Chemistry Research Laboratory, Department of Chemistry, University of Oxford, 12 Mansfield Road, Oxford, OX1 3TA, UK.
Current address: GSK, Medicines Research Centre, Gunnels Wood Road, Stevenage, SG1 2NY, UK.
Chembiochem. 2020 Jun 2;21(11):1647-1655. doi: 10.1002/cbic.201900719. Epub 2020 Mar 3.

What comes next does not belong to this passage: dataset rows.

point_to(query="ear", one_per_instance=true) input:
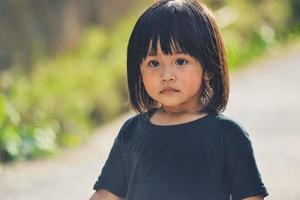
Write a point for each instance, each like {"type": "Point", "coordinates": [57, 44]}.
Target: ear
{"type": "Point", "coordinates": [208, 76]}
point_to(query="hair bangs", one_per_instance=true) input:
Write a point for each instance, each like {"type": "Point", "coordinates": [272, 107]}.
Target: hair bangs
{"type": "Point", "coordinates": [169, 27]}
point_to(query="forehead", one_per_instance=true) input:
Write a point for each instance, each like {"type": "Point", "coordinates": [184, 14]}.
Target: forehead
{"type": "Point", "coordinates": [156, 49]}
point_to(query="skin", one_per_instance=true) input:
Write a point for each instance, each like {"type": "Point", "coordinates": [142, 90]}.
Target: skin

The hypoxia-inducible factors (HIFs) are key transcription factors in determining cellular responses involving alterations in protein levels in response to limited oxygen availability in animal cells. 2-Oxoglutarate-dependent oxygenases play key roles in regulating levels of HIF and its transcriptional activity. We describe MS-based proteomics studies in which we compared the results of subjecting human breast cancer MCF-7 cells to hypoxia or treating them with a cell-penetrating derivative (dimethyl N-oxalylglycine; DMOG) of the stable 2OG analogue N-oxalylglycine. The proteomic results are consistent with reported transcriptomic analyses and support the proposed key roles of 2OG-dependent HIF prolyl- and asparaginyl-hydroxylases in the hypoxic response. Differences between the data sets for hypoxia and DMOG might reflect context-dependent effects or HIF-independent effects of DMOG.
缺氧诱导因子 (HIFs) 是决定细胞反应的关键转录因子,涉及动物细胞中因氧气供应有限而导致的蛋白质水平变化。2-氧戊二酸依赖性加氧酶在调节 HIF 及其转录活性水平方面发挥着关键作用。我们描述了基于 MS 的蛋白质组学研究,在这些研究中,我们比较了将人乳腺癌 MCF-7 细胞置于缺氧环境或用稳定的 2OG 类似物 N-草酰甘氨酸的细胞穿透衍生物(二甲基 N-草酰基甘氨酸;DMOG)处理后的结果。蛋白质组学结果与已报道的转录组学分析一致,并支持 2OG 依赖性 HIF 脯氨酰和天冬酰胺羟化酶在缺氧反应中的关键作用。缺氧和 DMOG 数据集之间的差异可能反映了依赖于背景的效应或 DMOG 对 HIF 不依赖的效应。